In contrast to media reports from other parts in the state, the city of Puri was relaxed and welcoming. According to two different sources, Puri is one of the four most sacred cities for Hindus (although my sources were conflicting on which cities constituted the other three). The city is home to Jagannath Mandir, a temple dedicated to Jagannath, whom Hindus believe to be the Lord of the Universe and an incarnation of Vishnu (Krishna). Built in 1198, the temple attracts hundreds of thousands of pilgrims from all over India each year. Non-Hindus such as myself are not permitted to enter; however, according to my guide book, within the temple can be found statues of Jagannath, his brother Balbhadra, and sister Subhadra (see here for images). “The brothers have arms but no hands, while smaller Subhadra, sitting in between, has neither. Priests continually garland and dress the three throughout the day for different ceremonies. Incredibly, the temple employs about 6,000 men to perform the complicated rituals involved in caring for the gods. An estimated 20,000 people—divided into 36 orders and 97 classes—are dependent on Jagannath for their livelihood. The kitchen, with 400 cooks, is reportedly the largest in the world.”
Each summer, Puri is home to a huge festival, called Rath Yatra, in which the statues of the three gods are placed on huge cars and pulled through the city. Again, according to Lonely Planet, “The main car of Jagannath (origin of ‘juggernaut’) stands 14m high. It rides on 16 wheels, each over 2m in diameter—in centuries past, devotees threw themselves beneath the wheels to die gloriously within the god’s sight. Four-thousand professional temple employees haul the cars, which take enormous effort to pull and are virtually impossible to turn or stop…Hundreds of thousands of pilgrims (and tourists) swarm to witness this stupendous scene, which can take place in temperatures over 40 degrees C [104 degrees Fahrenheit].”

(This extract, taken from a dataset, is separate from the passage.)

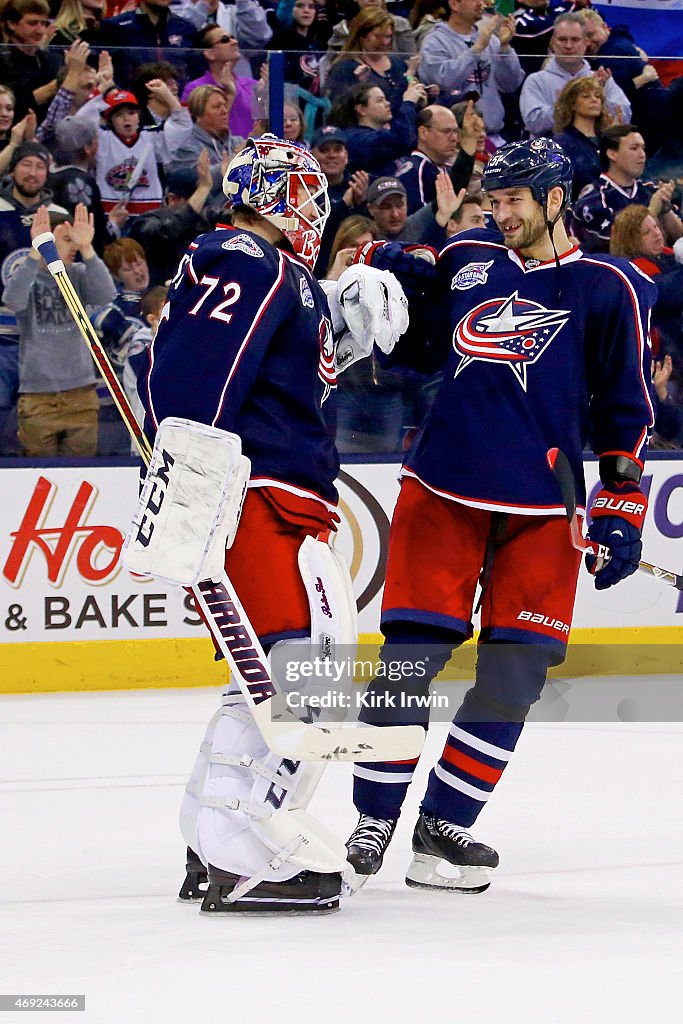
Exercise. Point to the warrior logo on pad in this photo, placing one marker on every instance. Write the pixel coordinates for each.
(512, 331)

Puri is also home to a beautiful beach (much cleaner than the beaches in Chennai). Also unlike Chennai, hundreds of Indians frequent the beach for swimming and relaxing and a carnivalesque atmosphere prevails. As the city’s main attraction doesn’t permit the entry of non-Hindus, the city and the beach are surprisingly free of foreign tourists. I was content to be the only white person wandering down the warm beach Wednesday evening, although the lack of foreign tourists means that the local hotels and restaurants aren’t so great at catering to Westerners and few people speak English proficiently (the hotel where I stayed doesn't stock toilet paper, for instance, but was nice enough to buy some for me when I asked).
On Thursday, I took a three-hour round trip ride on the back of a motorcycle (don’t tell my mom) from Puri to the small village of Danda-Mukundpur. I’m now convinced that the best way to see rural India is from the back of a motorcycle. We stopped along the way to buy a fresh coconut (costing about 13 cents) on the side of the road; the vendor sliced open the green fruit with a machete and placed a straw inside so that we could drink the refreshing juice. Afterward, he cut the hull in half so we could eat the white, slimy coconut flesh inside. This was my first trip into rural India and I found it beautiful and the people very friendly.
An enormous temple which is a place of spiritual power for thousands of devotees, beautiful beaches, and welcoming people make Puri a great place to visit—definitely worth a return trip. Next time I’ll be sure to bring my swimming suit. However, as the only white person on the beach, I’ll have to be careful that my iridescent glow doesn’t attract too much attention.
A beautiful, warm beach in December!
A Krishna Temple down the street from Jagannath Mandir.
Jagannath Mandir.
As non-Hindus are not permitted inside, this is as close as I could come to seeing the interior.